このうち小型航空機による旅客輸送については,58年に運航を開始した日本エアコミューター(株)をはじめとする4社が主に離島路線で行っており,59年度の輸送実績は17万人となっている。
また,60年3月から筑波研究学園都市で開催された国際科学技術博覧会の期間中に,筑波〜羽田,筑波〜成田等の路線でヘリコプターによる旅客輸送が行われたが,運賃が割高であったこと,利用客が午前中は往路に夕方は復路に集中したため座席利用率が低率であったこと等から,期間中の旅客輸送実績は約2万人にとどまった。

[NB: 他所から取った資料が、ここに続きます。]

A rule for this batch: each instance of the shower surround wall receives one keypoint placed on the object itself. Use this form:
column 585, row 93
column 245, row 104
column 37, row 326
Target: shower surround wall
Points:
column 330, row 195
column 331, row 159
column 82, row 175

さらに,サービス面における利用者ニーズの多様化に対しては,本年11月から航空においても国鉄グリーン車に相当する特別席が一部路線で導入されている。これはボーイング747型機の2階席において,一般席よりもゆったりとした座席を提供するものであり,機内サービスの充実も図られている。
(2) 我が国航空ネットワークの特徴
(国内線は2眼レフ構造)
我が国の国内線航空ネットワークの最大の特徴は,需要の大多数が東京国際空港と大阪国際空港の2つの空港に集中するいわゆる「2眼レフ構造」となっている点である。
59年度の実績では,国内線旅客のうち東京国際空港を利用した旅客は56.2%(50年度51.7%),大阪国際空港を利用した旅客は30.3%(同37.6%)である。このうち,東京〜大阪線の利用客が8.0%(同9.7%)であることから,東京又は大阪の少なくとも一方の空港を利用した旅客は78.5%(同79.6%)に上っており,環境対策上の運用制限等により,大阪国際空港のシェアは減少しつつあるものの,旅客はこの2つの空港に集中している 〔6−3−4図〕。
とくに,東京と大阪,千歳,福岡,那覇の4空港以外の空港とを結ぶ路線は,近年,国内線旅客におけるシェアを拡大しつつあり,59年度において26.9%(同16.9%)となっている。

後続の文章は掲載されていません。